Designing with people
Designers can no longer design from the ivory towers of our design studios. The new space for Design must move closer to where the meaning making happens. The design process must begin with a search for patterns in the culture, behaviors, and imaginations of people and groups, followed by a synthesis of the patterns discovered and co-imagining of future scenarios of meaningful experiences.
Observing people in their environments and asking questions can provide designers valuable insights about the explicit aspects of their lives. But implicit aspects such as unmet and unrecognized needs and hard to express aspirations have a critical influence on people’s meaning-making process. To investigate these aspects, designers need to cultivate systematic skills of learning through collaboration that will allow them to:
· Provoke deep introspection about the past and the present;
· Bring awareness to the complex issues that affect people and organizations
· Pay attention to the metaphors and mental models that guide their understanding, and
· Facilitate constructive dialogue about meaningful alternatives and roadmaps to change.
Additionally, designers need to cultivate continuous foresight about the un-observable, latent forces affecting people and meaning-making, including the cultural, social, behavioral, or technological changes that are likely to influence what people will be able to do and what may be meaningful to them in the future.
Involving people as partners in design does not compromise the creativity of the designers. Their creative talent, tools, ideas, and deep knowledge of the process are invaluable in harnessing the unobserved and unexpressed wisdom, energy, and imagination of the untrained.

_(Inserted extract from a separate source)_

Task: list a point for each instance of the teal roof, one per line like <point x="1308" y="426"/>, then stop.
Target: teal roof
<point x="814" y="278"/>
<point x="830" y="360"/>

The late C.K. Prahlad, who was a professor of Corporate Strategy at University of Michigan School of Business, said, “Executives are constrained not by resources, but by their imagination.” (Prahlad & Ramaswami 2004)
Through the years, we have learned that successful future-focused organizations are able to thrive in a highly competitive and chaotic marketplace by fueling the imaginations of stakeholders throughout their value chain, thereby nurturing a culture of curiosity, learning, and tinkering with disruptive ideas.
Designers can serve to enable this “Co-Imagination” process by influencing how stakeholders learn and how they act collaboratively. We can organize activities to guide collaborative discovery, synthesis, and change across functional silos within an organization and across the value chain. Designers can also help envision the future social impact of innovations through scenario planning and other design tools, thus serving to provide an ethical lens for building roadmaps.
By guiding co-imagination and helping build roadmaps for ethical innovation, this new generation of collaborative designers will enable grounded, purposeful innovation in the organizations they serve.